Arkansas now has drugs to conduct eight April executions
(AP) — Arkansas has a new supply of a lethal injection drug that expired earlier this year, a prison spokesman said Monday, clearing the way for four double executions that will put eight men to death next month.
Arkansas Department of Correction spokesman Solomon Graves said the state has 100 vials of potassium chloride, one of three drugs used in the state’s lethal injection protocol. The state’s previous supply of the drug had expired in January.
“Coupled with the two remaining drugs, there are enough to carry out the scheduled executions,” he said.
Graves said the latest supply of the drug was received March 8 and expires at the end of August 2018. He did not say who provided the state with its new supply, citing an Arkansas law that keeps the source of its lethal injection drugs secret. Graves also did not say how much the potassium chloride cost and declined to release redacted photos of the drugs’ labels, which The Associated Press had previously used to identify the source of another Arkansas execution drug.
The state hasn’t executed an inmate since 2005, but Gov. Asa Hutchinson last month scheduled the eight executions to occur before another drug, midazolam, expires at the end of April.
“The governor has always maintained confidence in the ADC’s ability to procure the expired drug needed,” Hutchinson spokesman J.R. Davis said.
The state’s supply of vecuronium bromide expires on March 1, 2018. Graves said the state hasn’t replaced its supply of the other drugs.
Hutchinson scheduled the executions days after the U.S. Supreme Court said it wouldn’t review a state court ruling upholding Arkansas’ lethal injection law. The state Supreme Court earlier this month rejected an effort by the inmates to block the executions, saying there was no stay in place preventing the men from being put to death.
Attorneys for the inmates have asked a Pulaski County circuit judge to find the state’s lethal injection law and the three-drug protocol unconstitutional. An attorney for the inmates said they still believe the state should provide the information on the drugs.
“We’re still taking the position that they need to provide this information as to where it came from, who manufactured it, who sold it, etc.,” Jeff Rosenzweig said. “We haven’t yet been successful in that but we’re still trying.”
Under Arkansas’ protocol, midazolam is used to sedate the inmate, vecuronium bromide then stops the inmate’s breathing and potassium chloride stops the heart. The inmates’ lawyers fear the midazolam isn’t powerful enough to mask the pain caused by the other two drugs.
Since the U.S. Supreme Court reinstated the death penalty in 1976, only Texas has put eight people to death in a month — doing it twice in 1997. Arkansas has had multiple executions in the past, including triple executions in 1994 and 1997. At the time, the state Correction Department said multiple executions reduced stress on prison staff.
But the 2014 botched execution in Oklahoma of Clayton Lockett was the first of a scheduled double execution. Lockett’s execution was halted by the state’s prison director after Lockett writhed and groaned on the gurney. He died 43 minutes after the drugs began to flow.

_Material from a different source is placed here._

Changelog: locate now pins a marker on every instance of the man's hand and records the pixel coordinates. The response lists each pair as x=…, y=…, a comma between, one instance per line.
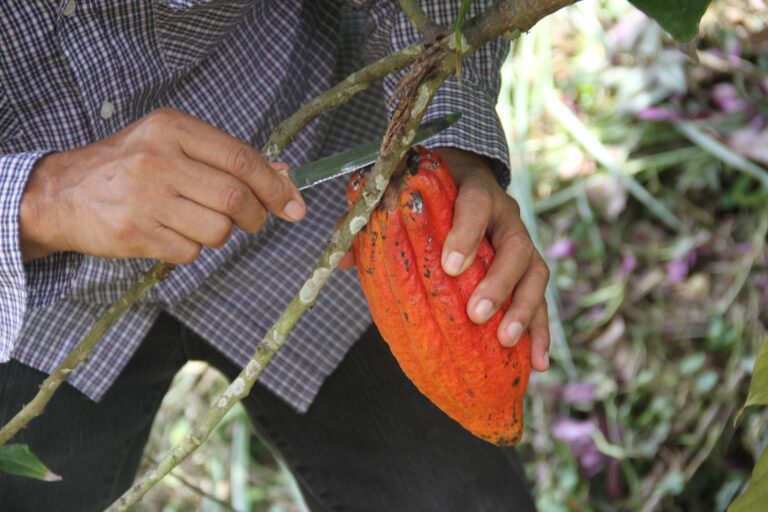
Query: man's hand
x=161, y=188
x=483, y=207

An Oklahoma review team later recommended that at least seven days pass between each execution. The report said a veteran paramedic who placed Lockett’s intravenous line had noted a sense of urgency in the air.
The state announced it received a new supply of the vecuronium bromide in July, days after its previous supply of the drug expired. The drug appears to have been made by a subsidiary of Pfizer, even though the pharmaceutical giant has said it doesn’t want its drugs to be used in executions.
Using a redacted photo obtained from the Department of Correction, The Associated Press in July matched the new supply of the drug to labels submitted to the National Institutes of Health by Hospira, Inc., which Pfizer bought in 2015.